Fast but pause – 3/23/10 – Tuesday Karate class
Sensei Noia had us work on our stance fundamentals today.
Move fast but pause….
Sensei had us start out in blocking front stance. From there, we slowly moved forward into a blocking stance again but with extra attention to stance consistency. The idea was to move from stance to stance with the proper stance lenght and width along with hip position.
We did the same movement with our hips forward, like in a punching stance. Then we did blocking stance then pushing off the back heel into a punching stance. Again, all of these were slow movements with consistency and perfect form.
For the next drill, we stepped forward and punched, then stepped back and block, then stepped forward and punched again. The idea was to move very fast between movements but pause before we move again. Instead of rushing into the movements with less than perfect form, moving fast into each move and pausing made us work on explosion from dead stop to the next movement.
Next we stepped forward into a back stance, then stepped into a front stance, then stepped back into a back stance. The transition from back to the front stance and front to back stance felt much slower then moving from the same stance to stance movements.
Next, we did three movements, one forward, one backward and one forward again. This time we had to do a different stance for each of the three moves. We were able to use front stance, back stance and horse stance this time.
Switch your feet Heian Shodan….
This was neat drill. We did Heian Shodan but with three moves for each move instead of one. For example, the first move is downward block to the left with left leg in front but instead of moving into move two, the front punch, we changed our feet and blocked with right hand and leg in front, then switched back to the left leg and hand in front. The pattern was block, switch feet, block with other arm, switch feet and block. Instead of 21 moves, we ended up doing 63 moves each time we did Heian Shodan.
Hit those pads and rattle my brain….
We spent the last few minute of class hitting the pads. Our partner held the pad and we were able to use any open hand, closed hand then elbow techniques. For example, back hand, knife hand or ridge hand for open hand techniques. For close hand, we could use hammer fist, back fist or punches. For elbow techniques, we could use back elbow strike or front elbow strike.

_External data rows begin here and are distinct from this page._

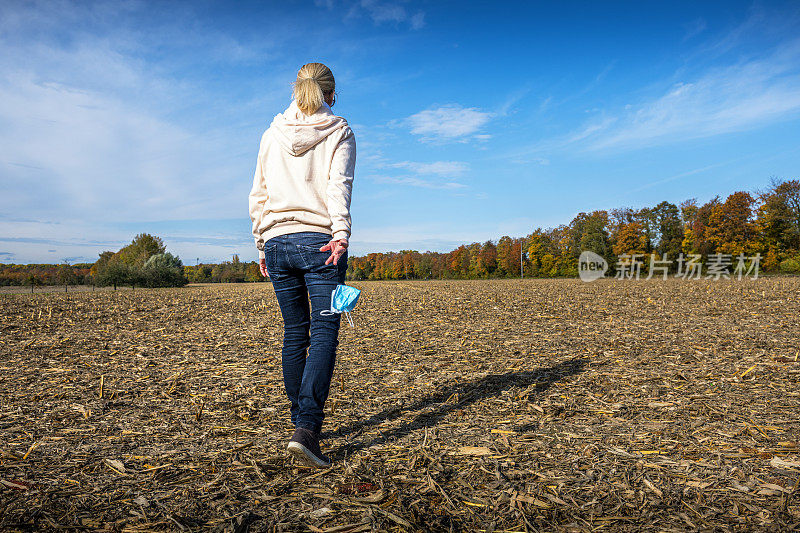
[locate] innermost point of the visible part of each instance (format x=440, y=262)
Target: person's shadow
x=452, y=398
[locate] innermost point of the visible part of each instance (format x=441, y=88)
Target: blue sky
x=473, y=119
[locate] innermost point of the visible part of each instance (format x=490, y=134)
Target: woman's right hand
x=337, y=248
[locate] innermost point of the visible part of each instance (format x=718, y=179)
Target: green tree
x=163, y=270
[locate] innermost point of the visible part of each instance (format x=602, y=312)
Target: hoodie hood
x=297, y=132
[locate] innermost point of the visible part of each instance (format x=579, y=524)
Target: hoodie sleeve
x=258, y=197
x=340, y=185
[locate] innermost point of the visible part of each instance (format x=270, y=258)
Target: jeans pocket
x=315, y=260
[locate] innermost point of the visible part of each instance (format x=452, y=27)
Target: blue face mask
x=343, y=300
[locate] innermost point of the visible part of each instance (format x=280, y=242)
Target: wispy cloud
x=737, y=97
x=382, y=12
x=416, y=181
x=445, y=123
x=437, y=168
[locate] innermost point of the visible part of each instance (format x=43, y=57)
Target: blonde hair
x=314, y=81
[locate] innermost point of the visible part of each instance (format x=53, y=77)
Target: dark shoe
x=304, y=445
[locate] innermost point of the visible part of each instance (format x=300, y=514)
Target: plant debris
x=498, y=405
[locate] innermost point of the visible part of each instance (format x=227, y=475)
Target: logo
x=591, y=266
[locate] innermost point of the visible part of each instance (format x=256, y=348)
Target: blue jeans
x=298, y=272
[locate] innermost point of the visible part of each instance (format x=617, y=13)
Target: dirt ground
x=535, y=405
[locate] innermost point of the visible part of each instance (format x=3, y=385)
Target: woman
x=300, y=208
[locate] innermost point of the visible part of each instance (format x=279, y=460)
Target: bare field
x=456, y=406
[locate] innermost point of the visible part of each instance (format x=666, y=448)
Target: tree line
x=145, y=262
x=765, y=222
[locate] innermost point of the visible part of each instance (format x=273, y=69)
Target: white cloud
x=438, y=168
x=415, y=181
x=447, y=123
x=387, y=12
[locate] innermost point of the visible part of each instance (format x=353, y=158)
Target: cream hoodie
x=304, y=176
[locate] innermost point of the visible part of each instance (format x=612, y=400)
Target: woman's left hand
x=337, y=248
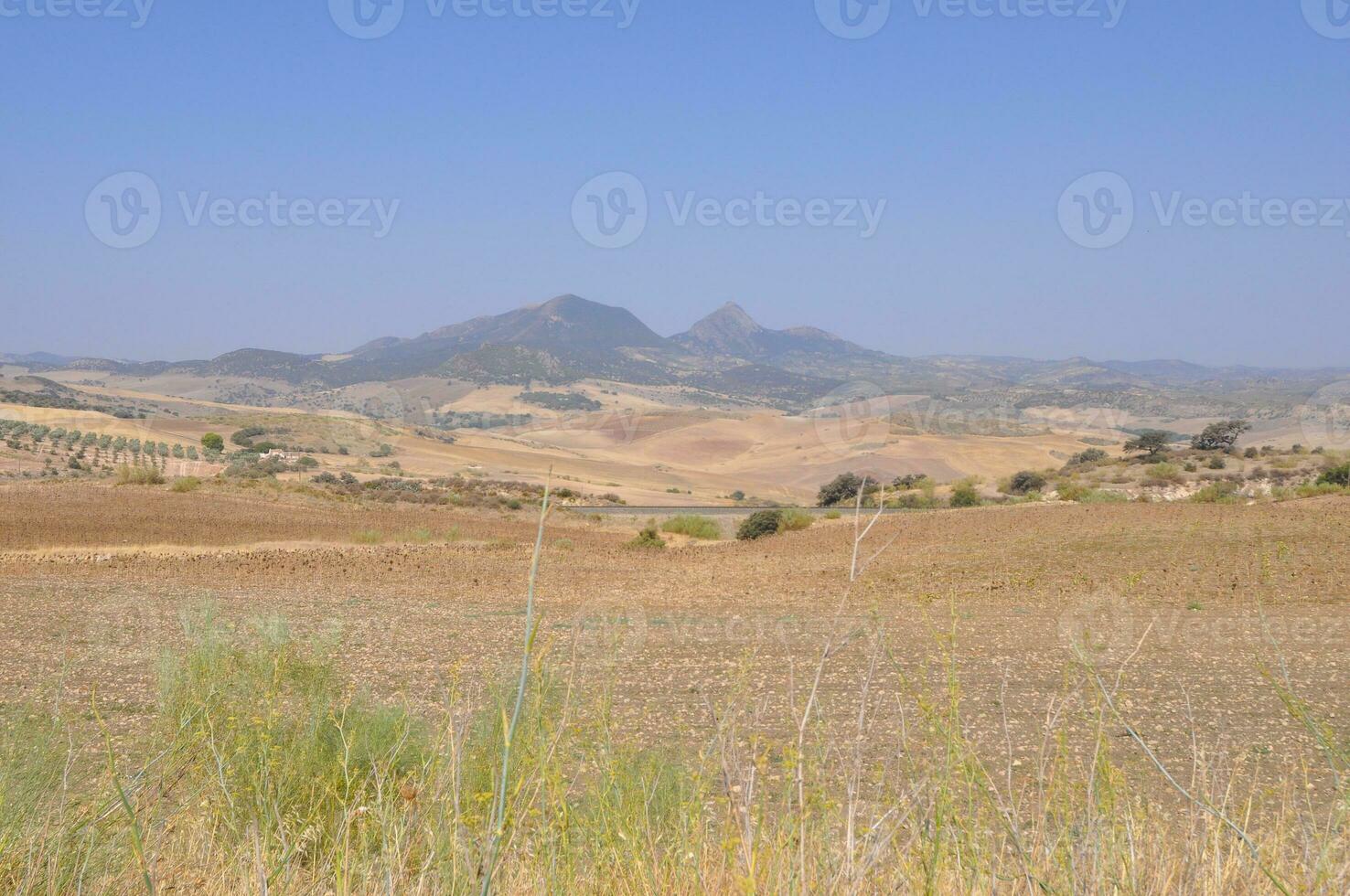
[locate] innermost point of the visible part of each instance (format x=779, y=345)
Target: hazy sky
x=970, y=121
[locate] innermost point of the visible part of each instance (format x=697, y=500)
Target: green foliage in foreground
x=760, y=525
x=648, y=538
x=694, y=527
x=794, y=519
x=1335, y=476
x=263, y=771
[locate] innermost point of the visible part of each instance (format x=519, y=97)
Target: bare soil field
x=1190, y=600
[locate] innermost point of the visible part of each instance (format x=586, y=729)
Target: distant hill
x=36, y=359
x=731, y=332
x=726, y=354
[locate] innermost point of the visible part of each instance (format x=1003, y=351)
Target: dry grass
x=958, y=741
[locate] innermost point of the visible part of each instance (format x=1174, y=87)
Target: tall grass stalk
x=499, y=807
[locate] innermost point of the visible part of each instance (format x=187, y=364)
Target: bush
x=760, y=524
x=241, y=437
x=1221, y=436
x=966, y=496
x=648, y=538
x=1089, y=456
x=1151, y=442
x=1335, y=476
x=1025, y=482
x=694, y=527
x=128, y=475
x=840, y=489
x=794, y=519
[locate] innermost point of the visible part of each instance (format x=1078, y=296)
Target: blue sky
x=484, y=128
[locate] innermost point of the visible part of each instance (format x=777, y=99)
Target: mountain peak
x=729, y=325
x=729, y=331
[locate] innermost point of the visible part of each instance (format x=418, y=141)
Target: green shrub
x=842, y=489
x=966, y=496
x=1335, y=476
x=1089, y=456
x=760, y=524
x=794, y=519
x=648, y=538
x=1025, y=482
x=692, y=527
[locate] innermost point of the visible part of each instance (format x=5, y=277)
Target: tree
x=842, y=489
x=1153, y=442
x=762, y=524
x=1221, y=436
x=1025, y=482
x=966, y=496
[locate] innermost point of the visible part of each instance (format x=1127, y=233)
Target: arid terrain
x=96, y=581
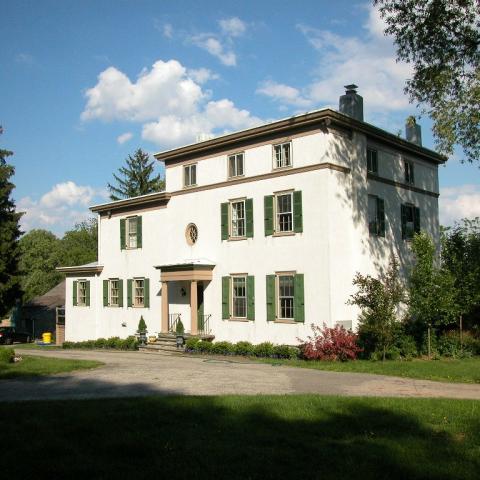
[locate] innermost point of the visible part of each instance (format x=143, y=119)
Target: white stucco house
x=259, y=232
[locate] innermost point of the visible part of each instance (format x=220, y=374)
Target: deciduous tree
x=441, y=39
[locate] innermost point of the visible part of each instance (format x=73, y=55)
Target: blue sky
x=85, y=83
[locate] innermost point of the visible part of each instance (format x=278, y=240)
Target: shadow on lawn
x=237, y=438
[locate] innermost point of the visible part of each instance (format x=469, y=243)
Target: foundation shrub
x=191, y=345
x=285, y=351
x=7, y=355
x=244, y=348
x=223, y=348
x=327, y=343
x=203, y=346
x=264, y=349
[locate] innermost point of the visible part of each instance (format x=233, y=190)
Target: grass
x=445, y=370
x=238, y=437
x=32, y=366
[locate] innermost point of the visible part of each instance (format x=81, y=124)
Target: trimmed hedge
x=113, y=343
x=265, y=349
x=7, y=355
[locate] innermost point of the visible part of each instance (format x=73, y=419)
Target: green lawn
x=444, y=370
x=238, y=437
x=32, y=366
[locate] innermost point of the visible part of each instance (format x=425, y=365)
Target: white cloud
x=459, y=202
x=283, y=93
x=167, y=30
x=165, y=88
x=215, y=47
x=233, y=27
x=368, y=61
x=124, y=137
x=60, y=208
x=168, y=100
x=222, y=114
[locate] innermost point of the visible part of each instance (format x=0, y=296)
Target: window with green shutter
x=250, y=297
x=270, y=291
x=225, y=298
x=299, y=298
x=297, y=212
x=268, y=214
x=224, y=220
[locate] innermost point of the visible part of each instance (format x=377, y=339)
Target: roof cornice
x=325, y=117
x=142, y=200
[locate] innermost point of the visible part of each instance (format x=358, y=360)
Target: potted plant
x=180, y=332
x=142, y=331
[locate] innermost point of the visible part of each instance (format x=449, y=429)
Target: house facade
x=260, y=232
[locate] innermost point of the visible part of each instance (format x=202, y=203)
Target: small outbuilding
x=45, y=313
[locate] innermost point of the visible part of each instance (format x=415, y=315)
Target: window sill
x=275, y=169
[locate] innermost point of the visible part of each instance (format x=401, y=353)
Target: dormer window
x=282, y=155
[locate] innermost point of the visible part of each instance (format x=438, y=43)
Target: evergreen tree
x=10, y=289
x=136, y=178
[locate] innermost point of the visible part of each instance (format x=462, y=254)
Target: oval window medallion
x=191, y=234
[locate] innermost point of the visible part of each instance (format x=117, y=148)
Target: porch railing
x=204, y=324
x=173, y=319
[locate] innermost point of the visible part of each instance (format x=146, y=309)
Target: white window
x=82, y=292
x=113, y=293
x=237, y=212
x=284, y=212
x=286, y=295
x=235, y=165
x=138, y=292
x=409, y=174
x=282, y=155
x=131, y=224
x=239, y=297
x=190, y=175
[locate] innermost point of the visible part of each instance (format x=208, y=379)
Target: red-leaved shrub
x=330, y=344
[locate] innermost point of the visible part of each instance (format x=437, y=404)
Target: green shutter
x=120, y=293
x=74, y=292
x=139, y=232
x=123, y=242
x=249, y=215
x=268, y=212
x=270, y=298
x=380, y=217
x=224, y=220
x=226, y=297
x=146, y=293
x=403, y=212
x=299, y=300
x=250, y=297
x=297, y=212
x=416, y=220
x=87, y=293
x=129, y=292
x=105, y=293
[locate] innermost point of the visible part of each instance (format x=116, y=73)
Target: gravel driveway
x=128, y=374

I worked with one of my good friends, who hits like a sledge hammer, and we rattled each others teeth. Sensei Noia wanted us to hit with the idea if our partner did not have a pad, we would seriously hurt or do worse to them. I am pretty certain that my partner and myself would have done some serious damage to each other if we didn’t have those pads in front of us. The elbow strikes in particular felt extremely effective.
It was a great class and good end to this session.